Siebert H C, Adar R, Arango R, Burchert M, Kaltner H, Kayser G, Tajkhorshid E, von der Lieth C W, Kaptein R, Sharon N, Vliegenthart J F, Gabius H J
Institut für Physiologische Chemie, Tierärztliche Fakultät, Ludwig-Maximilians-Universität, München, Germany.
Eur J Biochem. 1997 Oct 1;249(1):27-38. doi: 10.1111/j.1432-1033.1997.00027.x.
For proteins in solution the validity of certain crystallographic parameters can be ascertained by a combination of molecular-dynamics (MD) simulations and NMR spectroscopy. Using the laser photo-CIDNP (chemically induced dynamic nuclear polarization) technique as a measure for surface accessibility of histidine, tyrosine and tryptophan, the spectra of bovine galectin-1 and Erythrina corallodendron lectin (EcorL) are readily reconcilable with the crystallographic data for these two proteins. The results emphasise the role of Trp68/Trp69 for carbohydrate binding in bovine galectin-1/chicken galectins and of Trp194 in murine galectin-3. This feature derived from the crystal structure of bovine galectin-1 is maintained in solution for the prototype human homologue, two avian galectins and the chimera-type murine galectin-3, as the spectra corroborate the CIDNP-inferable spatial parameters of the four calculated models for binding-site architecture. In EcorL, Tyr106/Tyr108 are constituents of the extended combining pocket, which can be shielded in solution by ligand presence. Discrepancies between results from modelling and CIDNP measurements concern primarily the lack of reactivity of histidine residues for human and avian prototype galectins and of Tyr82/Tyr229 of the plant lectin. Site-directed mutagenesis of EcorL is assumed to provide information on the role of a certain residue for functional aspects. When single-site mutants of EcorL ([Ala106]EcorL, [Ala108]EcorL, [Ala229]EcorL) were subjected to molecular-dynamics (MD) simulations, the apparent surface accessibilities even of spatially separated amino acid side chains could non-uniformly be affected. This conclusion is supported by the assessment of the spectra for the mutant proteins. On the basis of these CIDNP-results modelling of the binding-site architecture of the lectin indicates the occurrence of notable alterations in the orientation of Tyr106/Tyr108 phenyl rings. The implied potential effect of single-site mutations on conformational features of a protein will deserve attention for the interpretation of studies comparing wild-type and mutant proteins.

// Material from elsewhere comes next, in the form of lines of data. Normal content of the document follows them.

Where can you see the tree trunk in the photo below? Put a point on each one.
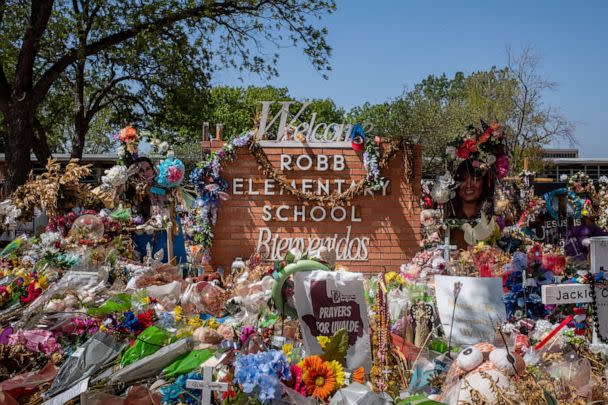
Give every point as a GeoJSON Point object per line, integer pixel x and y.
{"type": "Point", "coordinates": [81, 124]}
{"type": "Point", "coordinates": [19, 130]}
{"type": "Point", "coordinates": [40, 145]}
{"type": "Point", "coordinates": [81, 127]}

对于溶液中的蛋白质,某些晶体学参数的有效性可以通过分子动力学(MD)模拟和核磁共振光谱相结合来确定。使用激光光化学诱导动态核极化(photo-CIDNP)技术来测量组氨酸、酪氨酸和色氨酸的表面可及性,牛半乳糖凝集素-1和刺桐凝集素(EcorL)的光谱很容易与这两种蛋白质的晶体学数据相吻合。结果强调了牛半乳糖凝集素-1/鸡半乳糖凝集素中Trp68/Trp69以及小鼠半乳糖凝集素-3中Trp194在碳水化合物结合中的作用。源自牛半乳糖凝集素-1晶体结构的这一特征在溶液中对于原型人类同源物、两种禽类半乳糖凝集素和嵌合型小鼠半乳糖凝集素-3得以保留,因为光谱证实了结合位点结构的四个计算模型中CIDNP可推断的空间参数。在EcorL中,Tyr106/Tyr108是扩展结合口袋的组成部分,在溶液中其可能会因配体的存在而被屏蔽。建模结果与CIDNP测量结果之间的差异主要涉及人类和禽类原型半乳糖凝集素中组氨酸残基以及植物凝集素中Tyr82/Tyr229缺乏反应性。假定对EcorL进行定点诱变可以提供有关特定残基在功能方面作用的信息。当EcorL的单点突变体([Ala106]EcorL、[Ala108]EcorL、[Ala229]EcorL)进行分子动力学(MD)模拟时,即使是空间上分离的氨基酸侧链的表观表面可及性也可能受到非均匀影响。这一结论得到了突变体蛋白质光谱评估的支持。基于这些CIDNP结果,对凝集素结合位点结构的建模表明Tyr106/Tyr108苯环的取向发生了显著变化。单点突变对蛋白质构象特征的潜在影响对于比较野生型和突变型蛋白质的研究解释值得关注。